Dans ce nouvel épisode, nous accueillons Antoine Barraud, réalisateur de films - notamment du récent Madeleine Collins - mais aussi producteur et fondateur de la société « House on fire », et enfin foisonnant cinéphile pour qui faire et regarder des films relève du même élan.
Amateur de cinéma expérimental autant que de gros blockbusters, notre invité fait le grand écart entre les courts métrages sublimes et sulfureux de James Bidgood, et le célèbre mélodrame Kramer contre Kramer (R. Benton) - avec la même passion.

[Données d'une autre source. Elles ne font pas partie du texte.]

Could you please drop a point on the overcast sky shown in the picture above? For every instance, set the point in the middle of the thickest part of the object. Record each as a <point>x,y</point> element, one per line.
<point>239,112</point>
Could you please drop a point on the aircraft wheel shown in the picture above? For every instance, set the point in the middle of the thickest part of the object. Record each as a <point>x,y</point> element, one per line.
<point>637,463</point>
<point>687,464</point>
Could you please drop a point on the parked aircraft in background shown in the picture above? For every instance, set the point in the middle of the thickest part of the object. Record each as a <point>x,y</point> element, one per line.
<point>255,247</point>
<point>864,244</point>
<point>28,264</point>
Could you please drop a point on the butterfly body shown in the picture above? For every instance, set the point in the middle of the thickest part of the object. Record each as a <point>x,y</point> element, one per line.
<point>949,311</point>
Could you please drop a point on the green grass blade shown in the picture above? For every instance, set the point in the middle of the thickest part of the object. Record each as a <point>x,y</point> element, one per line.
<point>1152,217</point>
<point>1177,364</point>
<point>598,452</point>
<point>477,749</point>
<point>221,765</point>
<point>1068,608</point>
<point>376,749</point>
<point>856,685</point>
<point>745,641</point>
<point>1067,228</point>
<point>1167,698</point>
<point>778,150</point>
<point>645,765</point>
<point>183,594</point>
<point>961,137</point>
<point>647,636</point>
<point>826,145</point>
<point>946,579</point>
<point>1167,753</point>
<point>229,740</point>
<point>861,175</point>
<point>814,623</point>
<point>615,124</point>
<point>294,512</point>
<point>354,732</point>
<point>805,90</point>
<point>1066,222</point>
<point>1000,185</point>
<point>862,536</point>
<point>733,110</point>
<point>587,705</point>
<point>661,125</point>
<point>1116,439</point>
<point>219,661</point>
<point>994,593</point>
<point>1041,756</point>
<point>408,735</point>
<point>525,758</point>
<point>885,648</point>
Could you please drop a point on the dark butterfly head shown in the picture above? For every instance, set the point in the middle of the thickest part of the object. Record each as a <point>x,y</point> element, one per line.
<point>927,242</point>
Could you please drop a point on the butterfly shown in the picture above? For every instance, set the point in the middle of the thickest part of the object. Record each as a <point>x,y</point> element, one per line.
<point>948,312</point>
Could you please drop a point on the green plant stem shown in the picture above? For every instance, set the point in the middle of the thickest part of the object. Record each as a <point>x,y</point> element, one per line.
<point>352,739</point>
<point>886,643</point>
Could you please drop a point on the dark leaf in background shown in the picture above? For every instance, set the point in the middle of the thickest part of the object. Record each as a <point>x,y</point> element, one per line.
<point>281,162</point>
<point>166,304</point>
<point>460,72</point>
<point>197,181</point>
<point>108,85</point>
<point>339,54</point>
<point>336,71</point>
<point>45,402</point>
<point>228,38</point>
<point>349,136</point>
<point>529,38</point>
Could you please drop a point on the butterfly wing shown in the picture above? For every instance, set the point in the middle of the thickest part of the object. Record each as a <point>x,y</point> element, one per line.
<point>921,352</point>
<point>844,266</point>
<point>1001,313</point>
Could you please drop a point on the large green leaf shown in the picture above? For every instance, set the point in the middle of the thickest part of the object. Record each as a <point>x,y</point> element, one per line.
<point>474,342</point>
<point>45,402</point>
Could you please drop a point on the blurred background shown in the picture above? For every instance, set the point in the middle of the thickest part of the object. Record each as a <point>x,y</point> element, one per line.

Adorateur de la figure du monstre, il dresse un large tableau du cinéma où le monstre n’est jamais loin - de Trouble every Day (C. Denis) à Incassable (N. Shyamalan) - où il est toujours en prise avec le réel, et où l’émotion du cinéma nait précisément de cette friction entre le monstrueux et une certaine réalité, voire banalité, du quotidien. Ce faisant, Antoine Barraud peint le portrait d’une cinéphilie gourmande, politique, joyeuse, sensible, où les films deviennent des véritables choc de vie, où les sublimes mensonges du cinéma deviennent des images résonnant avec une justesse infinie dans nos corps et dans nos esprits.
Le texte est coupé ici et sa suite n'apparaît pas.